Y después los dos nos quedaríamos en silencio, con la vista clavada en nuestros ojos, y poco a poco nos iríamos acercando. Y yo le diría que también lo había pasado muy bien y que todavía quedaba una forma de arreglar la noche. Me acercaría tímidamente y él lo haría también y, entonces, sus labios rozarían los míos…

- Te has dejado la bufanda – dijo, alargándomela, cuando hubo llegado a mi altura.
- Emm, gracias – acerté a articular yo.

Me miró con cara extraña y se volvió a despedir de mí con un bueno, ya nos veremos.

Dolida y avergonzada por mi mente fantasiosa, me giré hacia la parada del autobús y recordé con pesar que lo había perdido. Entonces miré el reloj y comprobé lo que ya me temía: que ése había sido el último. Así que me coloqué la maldita bufanda y me subí la cremallera del abrigo, pues haría frío de camino a casa.

viernes, 4 de abril de 2008

Contigo


Escribo estas líneas en una noche sin luna, embelesado por la panorámica de tu cuerpo desnudo que yace aquí a mi lado. Entre sorbo y sorbo de café frío, espero la llegada del amanecer que acabará para siempre con la mejor de las madrugadas.

Escribo prácticamente a oscuras, gracias a la luz de las escasas farolas que alumbran la calle y rompen la cortina de humo que impide ver las estrellas. Y, mientras escribo, escucho el silencio roto por el bolígrafo rasgando el papel y por tu respiración, tranquila y profunda, que acompaña al suave movimiento de tu pecho durante el sueño.
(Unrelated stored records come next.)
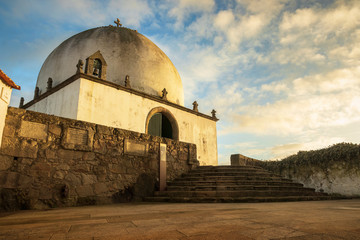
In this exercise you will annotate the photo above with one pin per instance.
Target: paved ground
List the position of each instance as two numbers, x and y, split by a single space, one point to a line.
292 220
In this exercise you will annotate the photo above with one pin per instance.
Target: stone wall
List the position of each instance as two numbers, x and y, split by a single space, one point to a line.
241 160
334 170
340 177
48 161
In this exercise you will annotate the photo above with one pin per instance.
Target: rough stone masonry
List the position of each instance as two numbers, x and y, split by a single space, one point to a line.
48 161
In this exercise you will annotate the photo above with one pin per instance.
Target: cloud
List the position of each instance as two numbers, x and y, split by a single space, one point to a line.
182 9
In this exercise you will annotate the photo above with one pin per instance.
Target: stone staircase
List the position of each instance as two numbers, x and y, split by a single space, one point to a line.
234 184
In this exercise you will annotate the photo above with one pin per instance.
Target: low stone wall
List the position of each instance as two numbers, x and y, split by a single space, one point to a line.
48 161
337 178
334 170
241 160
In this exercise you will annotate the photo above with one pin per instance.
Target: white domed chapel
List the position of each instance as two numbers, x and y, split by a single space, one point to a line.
115 76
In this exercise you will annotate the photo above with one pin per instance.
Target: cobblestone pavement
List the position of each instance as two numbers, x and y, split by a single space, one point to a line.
326 220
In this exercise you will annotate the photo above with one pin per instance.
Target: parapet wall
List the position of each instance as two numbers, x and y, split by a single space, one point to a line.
338 173
48 161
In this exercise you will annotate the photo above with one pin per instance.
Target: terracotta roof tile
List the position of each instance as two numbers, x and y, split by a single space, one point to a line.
8 80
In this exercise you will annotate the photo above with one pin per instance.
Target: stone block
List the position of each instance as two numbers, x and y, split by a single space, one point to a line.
89 156
25 181
41 169
10 180
45 193
84 191
132 147
9 131
19 148
117 168
72 179
104 130
100 146
5 162
100 188
33 130
88 179
55 129
50 153
59 175
69 154
78 139
63 166
183 156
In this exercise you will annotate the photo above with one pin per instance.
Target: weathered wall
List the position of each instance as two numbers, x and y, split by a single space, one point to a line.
48 161
62 103
332 170
338 177
5 94
241 160
106 105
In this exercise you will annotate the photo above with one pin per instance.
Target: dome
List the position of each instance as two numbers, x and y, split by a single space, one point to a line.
126 52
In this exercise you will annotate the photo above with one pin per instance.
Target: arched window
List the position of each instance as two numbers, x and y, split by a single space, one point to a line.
97 67
160 122
160 126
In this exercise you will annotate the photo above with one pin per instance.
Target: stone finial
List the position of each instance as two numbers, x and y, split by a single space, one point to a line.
164 96
37 92
21 102
117 22
195 105
127 81
80 66
213 114
49 86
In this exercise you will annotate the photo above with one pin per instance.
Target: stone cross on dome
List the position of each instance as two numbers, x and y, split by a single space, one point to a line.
117 22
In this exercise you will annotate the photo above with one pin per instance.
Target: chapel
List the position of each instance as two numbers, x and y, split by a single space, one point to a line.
116 77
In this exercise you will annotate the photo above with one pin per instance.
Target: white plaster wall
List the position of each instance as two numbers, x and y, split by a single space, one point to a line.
63 103
5 94
111 107
126 52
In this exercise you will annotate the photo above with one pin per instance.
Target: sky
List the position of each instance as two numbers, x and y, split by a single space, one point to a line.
283 76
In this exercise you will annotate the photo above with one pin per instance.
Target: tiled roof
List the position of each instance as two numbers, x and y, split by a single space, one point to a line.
8 80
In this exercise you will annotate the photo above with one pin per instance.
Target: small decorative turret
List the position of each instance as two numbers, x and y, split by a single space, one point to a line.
127 81
80 66
37 92
21 102
195 105
164 96
213 114
49 86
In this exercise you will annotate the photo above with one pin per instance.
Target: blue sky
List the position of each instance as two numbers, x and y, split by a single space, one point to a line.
283 75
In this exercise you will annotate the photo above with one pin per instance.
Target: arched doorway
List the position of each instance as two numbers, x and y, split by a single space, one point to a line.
160 126
160 122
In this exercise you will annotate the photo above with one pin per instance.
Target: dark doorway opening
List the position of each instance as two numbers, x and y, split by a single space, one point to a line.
159 125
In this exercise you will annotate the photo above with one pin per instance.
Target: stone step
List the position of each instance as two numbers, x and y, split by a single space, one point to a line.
238 177
244 193
181 182
237 188
240 170
195 174
235 199
227 167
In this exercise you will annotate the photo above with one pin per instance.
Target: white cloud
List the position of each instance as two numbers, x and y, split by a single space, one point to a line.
182 9
223 19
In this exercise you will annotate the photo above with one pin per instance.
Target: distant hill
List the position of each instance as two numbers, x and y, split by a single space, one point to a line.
322 158
335 169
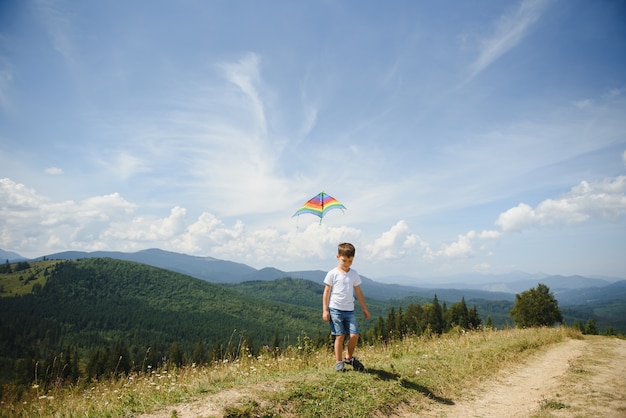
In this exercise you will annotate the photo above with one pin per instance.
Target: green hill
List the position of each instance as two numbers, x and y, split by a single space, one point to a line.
105 307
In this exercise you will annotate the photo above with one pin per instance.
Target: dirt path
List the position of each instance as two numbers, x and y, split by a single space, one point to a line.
578 378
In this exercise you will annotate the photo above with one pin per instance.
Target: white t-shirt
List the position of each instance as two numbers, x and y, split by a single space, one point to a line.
342 292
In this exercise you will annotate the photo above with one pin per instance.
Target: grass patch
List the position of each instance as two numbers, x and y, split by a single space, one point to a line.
408 374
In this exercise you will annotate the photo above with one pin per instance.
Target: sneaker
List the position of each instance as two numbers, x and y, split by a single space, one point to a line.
357 365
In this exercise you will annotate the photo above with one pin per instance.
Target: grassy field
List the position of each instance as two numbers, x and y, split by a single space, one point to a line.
300 382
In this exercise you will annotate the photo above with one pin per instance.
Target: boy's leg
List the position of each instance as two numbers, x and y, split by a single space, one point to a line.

En estos momentos desearía tocarte y sentir bajo mis dedos la exquisita uniformidad de tu anatomía. Podría alargar la mano y hacerlo, y entrelazarme a ese cuerpo que hace tan sólo unos minutos formaba parte del mío, pero no lo haré. Me conformo con observarte plácidamente mientras duermes y mientras respiras; mientras te llevas todo el aire que a mi me falta cuando estoy contigo.